O episódio mudaria para sempre a vida dos três pescadores e da população das margens do rio Paraíba e de Guaratinguetá. Nascia ali uma grande devoção a Nossa Senhora da Conceição Aparecida, padroeira do Brasil.

 

A devoção

Quem visita o imponente Santuário Nacional de Nossa Senhora Aparecida, em Aparecida (SP), vê contrastar-se a grandiosidade do templo (considerado o segundo maior templo católico do mundo, atrás somente da basílica de São Pedro, no Vaticano) com uma pequenina imagem de quarenta centímetros de altura, esculpida em terracota (argila). A imagem fica fortemente protegida por vidros blindados no interior de um nicho dourado. O cuidado com a sua segurança justifica-se. Em 1978, a imagem sofreu um grave atentado que quase a reduziu a fragmentos. Após ser restaurada no MASP (Museu de Arte de São Paulo), a imagem da padroeira do Brasil voltou para a basílica, onde é venerada por milhões de fiéis.
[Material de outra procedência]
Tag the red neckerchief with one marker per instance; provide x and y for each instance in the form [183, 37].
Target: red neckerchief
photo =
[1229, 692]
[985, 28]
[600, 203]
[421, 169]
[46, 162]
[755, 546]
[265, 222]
Todos os anos aproximadamente 12 milhões de pessoas visitam o Santuário Nacional de Nossa Senhora Aparecida. São pessoas provenientes de todos os cantos do Brasil. Na rampa que dá acesso ao nicho onde se encontra a imagem da Virgem padroeira do Brasil, não se veem diferenças de gêneros, de raças, de cores e de classes sociais. A devoção a Nossa Senhora Aparecida promove a união do povo de Deus, formando uma só raça, uma só identidade, uma só fé.

 

Romarias de Resende Costa

Da pequena cidade de pouco mais de 11 mil habitantes, localizada na região do Campo das Vertentes em Minas Gerais e que tem Nossa Senhora (da Penha de França) como padroeira, saem anualmente centenas de romeiros em direção a Aparecida, em excursões, em carros particulares, a pé, a cavalo e de bicicleta. Um testemunho da grande devoção dos resende-costenses à Virgem Maria. No bairro Dois de Junho, na entrada da cidade, há uma capela dedicada a Nossa Senhora Aparecida, onde atualmente são realizadas as celebrações do dia 12 de outubro, feriado nacional da padroeira do Brasil.

O taxista Rodrigo de Paula Magalhães é um dos organizadores de romarias a Aparecida, em Resende Costa. Desde 2015, ele organiza sua romaria anual na segunda quinzena de outubro. A ideia de levar romeiros a Aparecida surgiu de uma conversa de Rodrigo com sua tia Edna Melo. “Conversando com a tia Edna sobre a gente ir a Aparecida, ela me disse: ‘Por que você não organiza uma excursão para lá?’ Eu me entusiasmei e organizei um ônibus, em 2015”, disse Rodrigo.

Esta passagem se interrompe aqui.